The ECB and the euro, from Amsterdam to Sintra

The threat to the ECB’s inflation targets posed by the appreciation of the euro is being offset by strengthening growth in the euro area. The ECB should pursue its cautious exit strategy.

The trade-weighted EUR has appreciated by 4.8% since the ECB’s June meeting. ECB models and Mario Draghi’s rule of thumb suggest that a stronger currency could lower euro area inflation by about 30-40bp in 2018-2019, all else being equal.

But all else is not equal, and the euro area economy is in a very different shape than three years ago, when Draghi hinted at implicit FX targeting in Amsterdam. His speech in Sintra this year marked a decisive shift in the ECB’s assessment of economic conditions, with more emphasis on confidence, patience, prudence and persistence.

Indeed, the main question the ECB will have to answer ahead of the September meeting: to what extent will stronger growth offset a stronger EUR and make the region more resilient to small shocks? Or, in more technical terms, will the output gap close fast enough to offset downside risks from second-round effects on wages and hysteresis due to headline inflation being lower for even longer?

We continue to expect the ECB to reduce the intensity of its monetary stimulus with great caution and flexibility, extending its QE programme, but at a slower pace in H1 2018 (EUR40bn per month instead of EUR60bn). A detailed announcement is more likely to be made at its 26 October meeting.
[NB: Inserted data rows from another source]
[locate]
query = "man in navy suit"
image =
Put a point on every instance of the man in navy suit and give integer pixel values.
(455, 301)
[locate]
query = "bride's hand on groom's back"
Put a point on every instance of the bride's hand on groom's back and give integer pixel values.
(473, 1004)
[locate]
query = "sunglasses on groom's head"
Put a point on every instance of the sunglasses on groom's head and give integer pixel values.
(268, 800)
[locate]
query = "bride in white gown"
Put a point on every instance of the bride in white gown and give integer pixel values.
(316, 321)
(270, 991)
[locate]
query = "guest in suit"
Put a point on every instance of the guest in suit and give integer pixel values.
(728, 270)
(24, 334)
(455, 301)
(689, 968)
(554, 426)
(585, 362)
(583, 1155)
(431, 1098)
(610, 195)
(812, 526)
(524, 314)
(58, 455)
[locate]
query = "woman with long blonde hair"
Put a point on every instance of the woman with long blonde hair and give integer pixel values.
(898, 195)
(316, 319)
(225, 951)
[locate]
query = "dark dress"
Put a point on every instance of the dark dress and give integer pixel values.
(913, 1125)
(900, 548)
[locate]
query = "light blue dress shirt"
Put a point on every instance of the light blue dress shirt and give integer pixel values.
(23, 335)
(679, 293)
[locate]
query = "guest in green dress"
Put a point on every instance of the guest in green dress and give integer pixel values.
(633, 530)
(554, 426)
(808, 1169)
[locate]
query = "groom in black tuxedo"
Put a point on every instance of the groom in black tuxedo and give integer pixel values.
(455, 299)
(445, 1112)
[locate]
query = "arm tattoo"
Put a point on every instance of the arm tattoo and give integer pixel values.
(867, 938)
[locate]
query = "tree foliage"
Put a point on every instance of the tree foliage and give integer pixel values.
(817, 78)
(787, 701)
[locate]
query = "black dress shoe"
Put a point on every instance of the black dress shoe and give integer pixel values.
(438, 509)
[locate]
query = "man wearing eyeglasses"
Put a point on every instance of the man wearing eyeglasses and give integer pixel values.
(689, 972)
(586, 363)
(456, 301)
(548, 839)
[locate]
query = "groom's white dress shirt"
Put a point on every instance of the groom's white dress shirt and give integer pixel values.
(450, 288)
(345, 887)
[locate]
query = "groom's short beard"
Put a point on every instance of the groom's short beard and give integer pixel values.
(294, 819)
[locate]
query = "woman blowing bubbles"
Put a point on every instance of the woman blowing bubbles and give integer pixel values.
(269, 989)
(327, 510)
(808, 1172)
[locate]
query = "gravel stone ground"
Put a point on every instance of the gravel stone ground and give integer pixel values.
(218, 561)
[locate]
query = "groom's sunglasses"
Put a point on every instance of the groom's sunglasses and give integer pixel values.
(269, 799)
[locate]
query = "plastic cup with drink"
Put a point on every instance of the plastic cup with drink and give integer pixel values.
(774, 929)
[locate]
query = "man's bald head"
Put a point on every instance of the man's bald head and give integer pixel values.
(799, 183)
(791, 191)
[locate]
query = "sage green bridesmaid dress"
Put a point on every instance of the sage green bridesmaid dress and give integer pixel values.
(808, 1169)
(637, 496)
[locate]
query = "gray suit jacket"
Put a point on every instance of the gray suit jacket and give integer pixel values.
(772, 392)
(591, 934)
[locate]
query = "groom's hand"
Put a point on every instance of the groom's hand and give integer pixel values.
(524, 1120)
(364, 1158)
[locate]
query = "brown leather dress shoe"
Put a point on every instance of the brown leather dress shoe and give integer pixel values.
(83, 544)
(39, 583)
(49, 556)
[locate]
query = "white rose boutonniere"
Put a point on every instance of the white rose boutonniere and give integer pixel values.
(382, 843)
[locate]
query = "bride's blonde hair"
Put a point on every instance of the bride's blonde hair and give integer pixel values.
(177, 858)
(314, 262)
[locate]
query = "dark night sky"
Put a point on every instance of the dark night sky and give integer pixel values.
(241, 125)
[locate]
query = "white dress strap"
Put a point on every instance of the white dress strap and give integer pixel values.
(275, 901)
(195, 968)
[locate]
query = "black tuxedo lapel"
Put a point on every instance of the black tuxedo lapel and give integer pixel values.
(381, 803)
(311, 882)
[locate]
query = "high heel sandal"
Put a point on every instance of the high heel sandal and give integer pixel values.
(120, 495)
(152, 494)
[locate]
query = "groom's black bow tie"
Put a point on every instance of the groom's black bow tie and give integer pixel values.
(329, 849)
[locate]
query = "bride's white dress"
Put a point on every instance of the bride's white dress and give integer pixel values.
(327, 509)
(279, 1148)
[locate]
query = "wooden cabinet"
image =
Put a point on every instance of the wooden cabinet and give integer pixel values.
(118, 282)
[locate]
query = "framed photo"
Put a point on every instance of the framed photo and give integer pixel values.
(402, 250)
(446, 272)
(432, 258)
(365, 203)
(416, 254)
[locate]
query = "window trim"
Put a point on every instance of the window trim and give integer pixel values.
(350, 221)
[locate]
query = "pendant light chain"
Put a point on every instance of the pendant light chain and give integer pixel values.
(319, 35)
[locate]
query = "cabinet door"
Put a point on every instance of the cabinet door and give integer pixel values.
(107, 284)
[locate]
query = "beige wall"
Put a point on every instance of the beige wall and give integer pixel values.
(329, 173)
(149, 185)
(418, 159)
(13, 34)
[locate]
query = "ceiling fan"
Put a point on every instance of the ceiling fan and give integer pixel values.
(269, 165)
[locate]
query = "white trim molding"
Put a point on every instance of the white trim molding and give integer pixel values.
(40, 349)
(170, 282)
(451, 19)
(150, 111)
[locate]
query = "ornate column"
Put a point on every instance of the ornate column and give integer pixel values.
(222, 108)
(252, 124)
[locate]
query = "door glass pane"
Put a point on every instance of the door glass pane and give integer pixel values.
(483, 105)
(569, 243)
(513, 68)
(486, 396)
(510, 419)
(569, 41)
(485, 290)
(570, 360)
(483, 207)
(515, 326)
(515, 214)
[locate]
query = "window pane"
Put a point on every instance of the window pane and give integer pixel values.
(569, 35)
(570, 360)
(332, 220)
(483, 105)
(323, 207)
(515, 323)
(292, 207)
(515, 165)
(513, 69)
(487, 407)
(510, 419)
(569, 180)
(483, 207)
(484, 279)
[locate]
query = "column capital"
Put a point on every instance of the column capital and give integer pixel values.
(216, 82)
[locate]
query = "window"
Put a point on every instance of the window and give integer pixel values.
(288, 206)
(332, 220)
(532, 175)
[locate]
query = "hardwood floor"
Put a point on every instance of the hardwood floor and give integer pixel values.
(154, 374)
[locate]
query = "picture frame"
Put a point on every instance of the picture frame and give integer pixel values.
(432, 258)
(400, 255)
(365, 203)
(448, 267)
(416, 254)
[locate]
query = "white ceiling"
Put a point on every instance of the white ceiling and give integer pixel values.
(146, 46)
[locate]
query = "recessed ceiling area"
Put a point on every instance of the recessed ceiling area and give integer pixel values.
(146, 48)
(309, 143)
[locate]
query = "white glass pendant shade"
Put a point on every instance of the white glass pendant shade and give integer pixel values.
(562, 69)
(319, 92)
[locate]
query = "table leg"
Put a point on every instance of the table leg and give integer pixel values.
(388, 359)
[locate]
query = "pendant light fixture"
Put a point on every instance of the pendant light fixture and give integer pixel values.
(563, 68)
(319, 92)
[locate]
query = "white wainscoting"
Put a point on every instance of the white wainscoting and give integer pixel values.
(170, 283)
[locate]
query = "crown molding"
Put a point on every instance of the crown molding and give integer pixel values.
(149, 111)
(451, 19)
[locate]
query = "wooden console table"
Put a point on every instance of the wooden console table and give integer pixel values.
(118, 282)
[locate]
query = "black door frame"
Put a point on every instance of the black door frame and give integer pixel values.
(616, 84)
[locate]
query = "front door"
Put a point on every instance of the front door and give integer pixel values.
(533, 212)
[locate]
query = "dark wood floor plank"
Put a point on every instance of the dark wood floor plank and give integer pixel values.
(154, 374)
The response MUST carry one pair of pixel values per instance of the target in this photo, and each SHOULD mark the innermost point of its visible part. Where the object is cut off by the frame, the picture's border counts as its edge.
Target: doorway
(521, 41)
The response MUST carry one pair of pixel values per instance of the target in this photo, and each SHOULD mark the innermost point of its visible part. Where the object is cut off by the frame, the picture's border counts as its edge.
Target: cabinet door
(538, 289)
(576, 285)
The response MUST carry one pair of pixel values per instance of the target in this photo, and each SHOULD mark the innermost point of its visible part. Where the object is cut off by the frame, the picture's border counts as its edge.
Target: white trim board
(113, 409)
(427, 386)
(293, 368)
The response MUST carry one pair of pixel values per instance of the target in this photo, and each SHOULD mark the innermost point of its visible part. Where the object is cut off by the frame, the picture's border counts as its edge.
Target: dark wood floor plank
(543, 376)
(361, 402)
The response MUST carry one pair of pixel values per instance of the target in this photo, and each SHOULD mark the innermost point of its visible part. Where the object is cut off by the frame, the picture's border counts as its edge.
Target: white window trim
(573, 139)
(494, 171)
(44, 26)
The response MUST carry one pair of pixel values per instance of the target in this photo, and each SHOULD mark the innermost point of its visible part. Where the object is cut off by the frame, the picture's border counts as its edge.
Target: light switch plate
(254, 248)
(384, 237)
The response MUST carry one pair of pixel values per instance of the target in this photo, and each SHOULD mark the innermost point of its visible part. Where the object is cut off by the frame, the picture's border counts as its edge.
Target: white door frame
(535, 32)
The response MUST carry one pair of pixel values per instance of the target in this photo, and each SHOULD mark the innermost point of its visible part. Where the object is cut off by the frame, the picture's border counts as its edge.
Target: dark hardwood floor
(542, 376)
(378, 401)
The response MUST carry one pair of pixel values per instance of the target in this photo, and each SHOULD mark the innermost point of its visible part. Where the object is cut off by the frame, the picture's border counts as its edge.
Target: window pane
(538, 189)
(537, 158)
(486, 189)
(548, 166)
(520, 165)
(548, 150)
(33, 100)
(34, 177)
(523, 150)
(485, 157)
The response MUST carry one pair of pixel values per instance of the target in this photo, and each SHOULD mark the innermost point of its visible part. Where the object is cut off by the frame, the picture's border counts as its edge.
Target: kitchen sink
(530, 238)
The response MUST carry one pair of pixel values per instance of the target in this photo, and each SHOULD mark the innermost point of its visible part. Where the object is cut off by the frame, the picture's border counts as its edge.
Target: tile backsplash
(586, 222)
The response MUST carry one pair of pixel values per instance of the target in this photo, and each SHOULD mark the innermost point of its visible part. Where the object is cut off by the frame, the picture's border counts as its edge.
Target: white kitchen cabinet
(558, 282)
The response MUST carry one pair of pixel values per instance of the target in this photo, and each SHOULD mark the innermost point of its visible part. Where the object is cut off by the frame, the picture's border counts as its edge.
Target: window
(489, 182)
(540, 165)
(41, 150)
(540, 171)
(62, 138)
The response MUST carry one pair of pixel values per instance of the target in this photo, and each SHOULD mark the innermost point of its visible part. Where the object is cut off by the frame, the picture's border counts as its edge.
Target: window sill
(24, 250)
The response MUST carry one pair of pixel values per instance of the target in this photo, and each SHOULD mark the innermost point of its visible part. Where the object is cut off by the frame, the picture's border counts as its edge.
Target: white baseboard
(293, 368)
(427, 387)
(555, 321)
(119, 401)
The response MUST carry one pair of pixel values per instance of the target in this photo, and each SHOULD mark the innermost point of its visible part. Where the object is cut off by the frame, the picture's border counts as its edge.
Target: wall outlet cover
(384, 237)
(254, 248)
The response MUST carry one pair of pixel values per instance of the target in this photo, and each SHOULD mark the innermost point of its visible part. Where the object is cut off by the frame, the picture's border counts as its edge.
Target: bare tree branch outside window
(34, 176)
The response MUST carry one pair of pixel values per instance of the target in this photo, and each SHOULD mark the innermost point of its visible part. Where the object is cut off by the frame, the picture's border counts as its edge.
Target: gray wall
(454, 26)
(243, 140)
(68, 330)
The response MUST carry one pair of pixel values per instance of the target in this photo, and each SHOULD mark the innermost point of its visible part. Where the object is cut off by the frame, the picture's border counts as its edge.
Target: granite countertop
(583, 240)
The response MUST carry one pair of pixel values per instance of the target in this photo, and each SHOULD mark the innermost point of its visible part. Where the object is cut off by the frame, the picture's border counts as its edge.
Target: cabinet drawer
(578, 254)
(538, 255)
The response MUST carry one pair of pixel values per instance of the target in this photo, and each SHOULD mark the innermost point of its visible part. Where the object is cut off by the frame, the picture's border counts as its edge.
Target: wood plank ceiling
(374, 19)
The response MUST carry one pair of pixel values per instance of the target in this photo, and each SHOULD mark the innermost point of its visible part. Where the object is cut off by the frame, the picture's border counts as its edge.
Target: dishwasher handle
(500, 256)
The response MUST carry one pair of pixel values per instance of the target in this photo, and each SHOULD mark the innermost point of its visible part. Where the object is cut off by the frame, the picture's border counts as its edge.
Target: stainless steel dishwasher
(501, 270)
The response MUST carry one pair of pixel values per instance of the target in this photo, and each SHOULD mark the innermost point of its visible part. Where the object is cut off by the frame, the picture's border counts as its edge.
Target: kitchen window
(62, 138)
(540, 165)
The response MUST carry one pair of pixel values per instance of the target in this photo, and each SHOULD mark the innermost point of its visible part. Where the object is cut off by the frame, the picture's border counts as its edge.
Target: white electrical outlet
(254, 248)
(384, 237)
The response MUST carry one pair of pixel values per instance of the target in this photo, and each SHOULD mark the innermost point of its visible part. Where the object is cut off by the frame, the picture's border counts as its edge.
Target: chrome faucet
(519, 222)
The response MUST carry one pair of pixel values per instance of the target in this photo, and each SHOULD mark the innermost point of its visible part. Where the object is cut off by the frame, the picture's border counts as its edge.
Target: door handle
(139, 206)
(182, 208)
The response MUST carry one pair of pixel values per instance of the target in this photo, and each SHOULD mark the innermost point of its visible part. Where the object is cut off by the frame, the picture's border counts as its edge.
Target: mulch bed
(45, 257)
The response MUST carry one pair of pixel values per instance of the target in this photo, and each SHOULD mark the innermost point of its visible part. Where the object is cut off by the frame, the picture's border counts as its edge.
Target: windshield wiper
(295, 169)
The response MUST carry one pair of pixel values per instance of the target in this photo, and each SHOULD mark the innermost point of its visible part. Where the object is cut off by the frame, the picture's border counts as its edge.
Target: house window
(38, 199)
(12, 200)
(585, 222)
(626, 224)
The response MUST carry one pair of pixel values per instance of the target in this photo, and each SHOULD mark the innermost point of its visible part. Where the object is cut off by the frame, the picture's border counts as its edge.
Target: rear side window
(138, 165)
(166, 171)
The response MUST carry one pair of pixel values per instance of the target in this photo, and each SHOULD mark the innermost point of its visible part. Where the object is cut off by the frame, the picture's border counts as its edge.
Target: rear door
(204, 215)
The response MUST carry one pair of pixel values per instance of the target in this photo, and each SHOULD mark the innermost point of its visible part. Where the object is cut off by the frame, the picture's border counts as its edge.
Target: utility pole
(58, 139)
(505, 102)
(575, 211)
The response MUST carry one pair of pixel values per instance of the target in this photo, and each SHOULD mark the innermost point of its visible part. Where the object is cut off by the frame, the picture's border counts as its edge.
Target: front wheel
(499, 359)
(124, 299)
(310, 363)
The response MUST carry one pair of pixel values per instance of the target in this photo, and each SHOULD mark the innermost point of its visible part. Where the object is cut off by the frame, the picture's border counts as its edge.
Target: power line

In the event that financial conditions tighten further and that there is little the ECB can do to talk down the EUR, the risk is that there are further delays in the ECB’s exit strategy, or at least a more gradual tapering. We continue to expect asset purchases to be fully wound down by the end of 2018. But in an extreme case of sustained EUR appreciation above USD1.20-1.25, one cannot rule out an extension of QE into 2018 at its current pace of EUR60bn per month.